Christophe Boutin : Je crois qu’en la matière il ne faut pas confondre, d’une part, ce qui est action politique proprement dite, menée par un Président de la République confronté à une situation particulièrement difficile - et dont, rappelons-le il est loin d’être totalement responsable, c’est le moins que l’on puisse dire, au regard de la politique menée depuis des décennies par ses prédécesseurs -, et, d’autre part, la manifestation d’une certaine complaisance envers des gens dont les déclarations sur ce plan de l’islamisme auraient été pour le moins ambiguës. Ne reprochons pas à Emmanuel Macron d’avoir dialogué avec telle ou telle personne déjà suffisamment mise en avant sur la scène politico-médiatique.

Ce qui est en revanche plus problématique, c’est bien évidemment lorsqu’il s’agit de confier des missions officielles à des personnes de ce type, ou de considérer que leur avis permet de fonder une politique. Pour autant, ni Aurélien Taché, ni Yassine Bellatar n’ont été nommés ministres des cultes et n’ont sans doute réellement influencé la politique menée par Emmanuel Macron en matière de lutte contre l’islamisme. Tout au plus ont-ils contribué à diffuser directement auprès du Chef de l’État le discours victimaire et larmoyant dans lequel se complaisent les soutiens de l’islamisme agissant.

Si l’on devait parler d’ambiguïtés macroniennes, ce serait sans doute plus au niveau du vocabulaire utilisé : le terme de « séparatisme » par exemple ne permet pas de designer clairement ce à quoi on s’oppose… au point que l’on peut se demander, justement, s’il ne s’agit pas avant tout d’éviter de le désigner clairement. S’il s’agissait de faire profil bas pour éviter les critiques – un sentiment renforcé par le fait que le terme flou lui-même allait disparaître du projet de loi destiné à mettre en œuvre le projet présidentiel -, cela a été un échec : à l’étranger comme France de nombreux commentaires ont attaqué le ton du Président de la République, jugé trop agressif à l’encontre de l’islam - et 15 jours après un attentat ensanglantait notre pays.

Autre exemple d’ambiguïté présidentielle, lorsque l’otage des djihadistes maliens, Sophie Pétronin, a cru bon de dédouaner ces derniers de tout fanatisme pour en faire de simples forces armées indépendantistes, c’est le Chef d’état-major des armées, le général Lecointre, qui a du monter au créneau pour rappeler un certain nombre de réalités en la matière, devant le silence du Chef des armées, le Président de la République, ou de sa ministre des Armées.
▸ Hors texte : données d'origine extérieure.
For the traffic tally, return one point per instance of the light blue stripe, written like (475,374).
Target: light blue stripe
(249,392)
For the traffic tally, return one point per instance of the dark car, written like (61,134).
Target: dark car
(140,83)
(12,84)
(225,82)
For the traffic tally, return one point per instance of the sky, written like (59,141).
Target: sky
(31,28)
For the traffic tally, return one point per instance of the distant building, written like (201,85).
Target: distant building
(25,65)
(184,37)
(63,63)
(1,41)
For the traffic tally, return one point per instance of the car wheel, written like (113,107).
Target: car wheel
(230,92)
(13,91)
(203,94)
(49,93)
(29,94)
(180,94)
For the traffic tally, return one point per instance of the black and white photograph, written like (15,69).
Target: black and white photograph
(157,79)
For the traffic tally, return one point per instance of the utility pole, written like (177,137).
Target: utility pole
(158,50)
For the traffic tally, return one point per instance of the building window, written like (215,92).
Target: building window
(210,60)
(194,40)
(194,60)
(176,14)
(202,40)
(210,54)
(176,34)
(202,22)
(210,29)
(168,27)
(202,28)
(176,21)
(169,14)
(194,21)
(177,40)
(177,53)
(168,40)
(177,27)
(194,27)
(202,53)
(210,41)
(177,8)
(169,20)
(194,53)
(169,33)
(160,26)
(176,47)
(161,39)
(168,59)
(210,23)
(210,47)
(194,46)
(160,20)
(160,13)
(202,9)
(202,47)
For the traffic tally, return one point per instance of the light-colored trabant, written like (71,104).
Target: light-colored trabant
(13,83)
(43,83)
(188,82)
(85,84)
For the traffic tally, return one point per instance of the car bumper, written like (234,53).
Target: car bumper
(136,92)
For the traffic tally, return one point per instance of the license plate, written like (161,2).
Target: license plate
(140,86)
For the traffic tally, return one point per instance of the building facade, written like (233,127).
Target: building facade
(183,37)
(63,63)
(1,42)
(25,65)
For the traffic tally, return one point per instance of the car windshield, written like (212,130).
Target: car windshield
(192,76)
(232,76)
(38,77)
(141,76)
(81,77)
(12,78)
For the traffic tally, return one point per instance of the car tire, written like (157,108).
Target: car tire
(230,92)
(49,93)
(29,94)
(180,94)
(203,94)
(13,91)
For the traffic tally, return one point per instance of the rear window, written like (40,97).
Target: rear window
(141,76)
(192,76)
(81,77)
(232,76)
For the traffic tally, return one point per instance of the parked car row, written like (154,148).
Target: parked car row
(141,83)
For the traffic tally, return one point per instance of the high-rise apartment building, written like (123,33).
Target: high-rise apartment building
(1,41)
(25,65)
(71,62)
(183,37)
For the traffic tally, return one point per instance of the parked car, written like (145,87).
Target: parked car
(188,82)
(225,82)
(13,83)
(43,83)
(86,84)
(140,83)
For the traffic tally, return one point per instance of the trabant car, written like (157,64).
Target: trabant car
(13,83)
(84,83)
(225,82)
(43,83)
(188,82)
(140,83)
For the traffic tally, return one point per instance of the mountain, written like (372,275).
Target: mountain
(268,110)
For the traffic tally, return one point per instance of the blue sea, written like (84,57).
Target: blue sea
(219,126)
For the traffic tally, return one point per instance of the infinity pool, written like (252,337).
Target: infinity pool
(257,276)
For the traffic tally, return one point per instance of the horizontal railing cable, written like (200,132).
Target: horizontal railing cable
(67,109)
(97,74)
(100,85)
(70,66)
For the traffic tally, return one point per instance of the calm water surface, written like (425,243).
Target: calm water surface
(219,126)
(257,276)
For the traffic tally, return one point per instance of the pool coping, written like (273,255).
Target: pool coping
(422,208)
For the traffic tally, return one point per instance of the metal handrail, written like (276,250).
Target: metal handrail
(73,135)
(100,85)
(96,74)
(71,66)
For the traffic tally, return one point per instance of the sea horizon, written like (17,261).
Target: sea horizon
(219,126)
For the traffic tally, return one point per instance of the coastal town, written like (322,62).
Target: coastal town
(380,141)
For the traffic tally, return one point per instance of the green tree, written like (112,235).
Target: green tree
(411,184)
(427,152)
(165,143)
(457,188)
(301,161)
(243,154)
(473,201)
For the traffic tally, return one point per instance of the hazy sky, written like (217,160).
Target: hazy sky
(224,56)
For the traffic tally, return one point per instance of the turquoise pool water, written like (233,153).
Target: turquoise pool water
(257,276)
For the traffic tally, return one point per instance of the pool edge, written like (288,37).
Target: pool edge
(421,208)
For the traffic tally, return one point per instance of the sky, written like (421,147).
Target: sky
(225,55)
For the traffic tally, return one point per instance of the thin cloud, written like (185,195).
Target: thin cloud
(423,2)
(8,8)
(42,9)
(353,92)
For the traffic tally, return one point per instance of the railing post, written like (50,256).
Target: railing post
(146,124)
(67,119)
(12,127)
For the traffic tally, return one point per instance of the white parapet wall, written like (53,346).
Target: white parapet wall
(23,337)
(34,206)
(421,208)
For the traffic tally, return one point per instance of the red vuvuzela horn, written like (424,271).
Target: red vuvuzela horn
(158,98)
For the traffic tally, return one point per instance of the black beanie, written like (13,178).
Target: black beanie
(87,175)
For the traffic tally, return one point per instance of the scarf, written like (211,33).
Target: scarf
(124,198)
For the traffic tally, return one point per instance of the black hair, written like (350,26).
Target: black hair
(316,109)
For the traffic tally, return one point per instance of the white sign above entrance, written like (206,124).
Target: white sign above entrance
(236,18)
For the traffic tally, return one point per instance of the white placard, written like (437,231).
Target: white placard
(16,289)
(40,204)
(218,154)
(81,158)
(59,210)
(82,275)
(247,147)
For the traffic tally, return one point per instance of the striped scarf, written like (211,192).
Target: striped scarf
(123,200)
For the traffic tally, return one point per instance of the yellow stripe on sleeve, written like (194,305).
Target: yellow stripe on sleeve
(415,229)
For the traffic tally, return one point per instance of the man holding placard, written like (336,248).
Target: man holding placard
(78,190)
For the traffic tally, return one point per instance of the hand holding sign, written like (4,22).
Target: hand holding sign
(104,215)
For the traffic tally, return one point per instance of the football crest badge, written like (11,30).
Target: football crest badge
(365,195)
On l’aura compris, ce que vous nommez ambiguïté, et qui est finalement assez classique dans notre classe politique française sur ce point particulier de l’islamisme, bien au-delà de la seule personne d’Emmanuel Macron, relève en fait beaucoup plus de la lâcheté que d’une confusion idéologique, pas tant devant les islamistes d’ailleurs que devant les forces politico-médiatiques qui, des compagnons de route assumés aux idiots utiles, permettent à ces derniers d’avancer partout leurs pions.

Qu'est-ce qui, concrètement, a été fait ? Sur le terrain, ces fourvoiements ne peuvent-ils pas mener qu'à l'inaction ?

Je pense que beaucoup a été fait, et que beaucoup peut être fait encore, si l'on permet seulement aux spécialistes du sujet, à ceux qui sont quotidiennement confrontés aux pressions, aux violences, et donc à la réalité du phénomène, d'agir de manière efficace. Nos services de renseignement travaillent de manière cohérente sur le sujet lorsqu’on veut bien les laisser faire, au lieu de les obliger à passer leur temps sur des menaces imaginaires qui ont pour seul but de satisfaire la doxa gauchiste, comme la menace d’un coup d’état fasciste. De la même manière, nous avons en France d’excellents analystes en matière de sécurité, et nos forces de police et de gendarmerie disposent de moyens pour porter des coups aussi bien au terrorisme dans sa forme idéologique et/ou violente qu’à cette gangrène mafieuse qui lui fournit son terreau.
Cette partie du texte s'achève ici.